Siswa mampu mengetahui dan mempelajari jenis-jenis praanggapan
3. Siswa
mampu mengetahui contoh-contoh praanggapan
BAB II
PEMBAHASAN
A.
Pengertian Praanggapan
Praanggapan (presuposisi) berasal
dari kata to pre-suppose, yang dalam bahasa Inggris berarti to suppose beforehand (menduga sebelumnya), dalam arti sebelum
pembicara atau penulis mengujarkan sesuatu ia sudah memiliki dugaan sebelumnya
tentang kawan bicara atau hal yang dibicarakan.
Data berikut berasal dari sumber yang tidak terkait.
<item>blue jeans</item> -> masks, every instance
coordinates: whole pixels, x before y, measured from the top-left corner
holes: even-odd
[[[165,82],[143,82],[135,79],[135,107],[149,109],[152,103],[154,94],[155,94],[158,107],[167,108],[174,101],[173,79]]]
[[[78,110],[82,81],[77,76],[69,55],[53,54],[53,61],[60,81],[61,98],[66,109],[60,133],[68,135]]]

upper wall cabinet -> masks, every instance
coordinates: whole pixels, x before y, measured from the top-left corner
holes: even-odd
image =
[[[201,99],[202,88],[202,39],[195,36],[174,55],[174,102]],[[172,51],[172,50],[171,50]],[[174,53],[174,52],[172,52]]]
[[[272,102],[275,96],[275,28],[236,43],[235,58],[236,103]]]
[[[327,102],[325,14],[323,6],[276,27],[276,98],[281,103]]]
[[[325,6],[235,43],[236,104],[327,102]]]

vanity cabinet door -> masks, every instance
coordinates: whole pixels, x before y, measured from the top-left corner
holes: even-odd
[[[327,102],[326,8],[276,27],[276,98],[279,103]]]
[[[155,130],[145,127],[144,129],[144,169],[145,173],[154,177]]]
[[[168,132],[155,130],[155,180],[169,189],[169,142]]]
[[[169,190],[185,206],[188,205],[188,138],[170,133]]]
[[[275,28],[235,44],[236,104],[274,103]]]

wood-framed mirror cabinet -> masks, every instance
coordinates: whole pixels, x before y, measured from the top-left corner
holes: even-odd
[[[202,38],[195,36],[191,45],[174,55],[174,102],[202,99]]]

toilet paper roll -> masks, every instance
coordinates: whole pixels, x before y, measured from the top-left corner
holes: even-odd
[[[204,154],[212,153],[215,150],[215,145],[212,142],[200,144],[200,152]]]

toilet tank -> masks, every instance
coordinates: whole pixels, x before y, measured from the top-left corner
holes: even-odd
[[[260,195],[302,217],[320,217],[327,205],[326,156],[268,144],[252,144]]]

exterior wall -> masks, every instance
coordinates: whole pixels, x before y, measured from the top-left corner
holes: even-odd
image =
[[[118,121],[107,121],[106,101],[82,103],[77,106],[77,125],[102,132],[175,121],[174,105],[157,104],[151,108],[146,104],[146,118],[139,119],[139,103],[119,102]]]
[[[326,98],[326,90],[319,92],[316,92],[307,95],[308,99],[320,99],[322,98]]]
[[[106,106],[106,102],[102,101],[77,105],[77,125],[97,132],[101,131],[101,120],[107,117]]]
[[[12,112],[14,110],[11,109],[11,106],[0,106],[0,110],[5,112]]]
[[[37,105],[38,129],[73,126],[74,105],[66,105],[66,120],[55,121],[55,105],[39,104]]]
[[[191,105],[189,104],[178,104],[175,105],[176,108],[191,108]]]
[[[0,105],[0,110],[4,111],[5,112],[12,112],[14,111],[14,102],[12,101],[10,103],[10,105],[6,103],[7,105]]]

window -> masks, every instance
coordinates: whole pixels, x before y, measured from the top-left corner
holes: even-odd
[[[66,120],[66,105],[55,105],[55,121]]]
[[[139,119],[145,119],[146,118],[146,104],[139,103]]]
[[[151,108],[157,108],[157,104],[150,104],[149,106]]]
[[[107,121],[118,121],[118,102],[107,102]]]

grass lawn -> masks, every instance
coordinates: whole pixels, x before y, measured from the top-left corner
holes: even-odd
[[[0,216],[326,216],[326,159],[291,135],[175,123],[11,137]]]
Selain
definisi tersebut, beberapa definisi lain tentang praanggapan di antaranya
adalah George Yule (2006:43) menyatakan bahwa praanggapan atau presupposisi
adalah sesuatu yang diasumsikan oleh penutur sebagai kejadian sebelum
menghasilkan suatu tuturan. Yang memiliki presuposisi adalah penutur bukan
kalimat.
Louise Cummings (1999: 42) menyatakan bahwa
praanggapan adalah asumsi-asumsi atau inferensi-inferensi yang tersirat dalam
ungkapan-ungkapan linguistik tertentu. Nababan (1987:46), memberikan pengertian
praanggapan sebagai dasar atau penyimpulan dasar mengenai konteks dan situasi
berbahasa (menggunakan bahasa) yang membuat bentuk bahasa (kalimat atau
ungkapan) mempunyai makna bagi pendengar atau penerima bahasa itu dan
sebaliknya, membantu pembicara menentukan bentuk-bentuk bahasa yang dapat
dipakainya untuk mengungkapkan makna atau pesan yang dimaksud.
Dari beberapa definisi praanggapan di atas
dapat disimpulkan bahwa praanggapan adalah kesimpulan atau asumsi awal penutur
sebelum melakukan tuturan bahwa apa yang akan disampaikan juga dipahami oleh
mitra tutur.
Untuk
memperjelas hal ini, perhatikan contoh berikut :
a : “Aku sudah membeli bukunya Pak Udin kemarin”
b : “Dapat potongan 30 persen kan?”
Contoh percakapan di atas menunjukkan bahwa sebelum
bertutur (a) memiliki praanggapan bahwa (b) mengetahui maksudnya yaitu terdapat
sebuah buku yang ditulis oleh Pak Pranowo.
Kesalahan membuat praanggapan efek dalam ujaran
manusia. Dengan kata lain, praanggapan yang tepat dapat mempertinggi nilai
komunikatif sebuah ujaran yang diungkapkan. Makin tepat praanggapan yang
dihipotesiskan, makin tinggi nilai komunikatif sebuah ujaran yang diungkapkan.
Contoh:
(a) “Ayah saya datang dari Surabaya”.
(b) “Minuman nya sudah selesai”.
Dari contoh (a)
praanggapan adalah:
(1) saya mempunyai ayah;
(2) Ayah ada
disurabaya.
Pada contoh (b) praanggapannya adalah silahkan
diminum. Oleh karena itu, fungsi praanggapan ialah membantu mengurangi hambatan
respons orang terhadap penafsiran suatu ujaran.
B. Ciri Praanggapan
Ciri
praanggapan yang mendasar adalah sifat keajegan di bawah penyangkalan (Yule,2006:45).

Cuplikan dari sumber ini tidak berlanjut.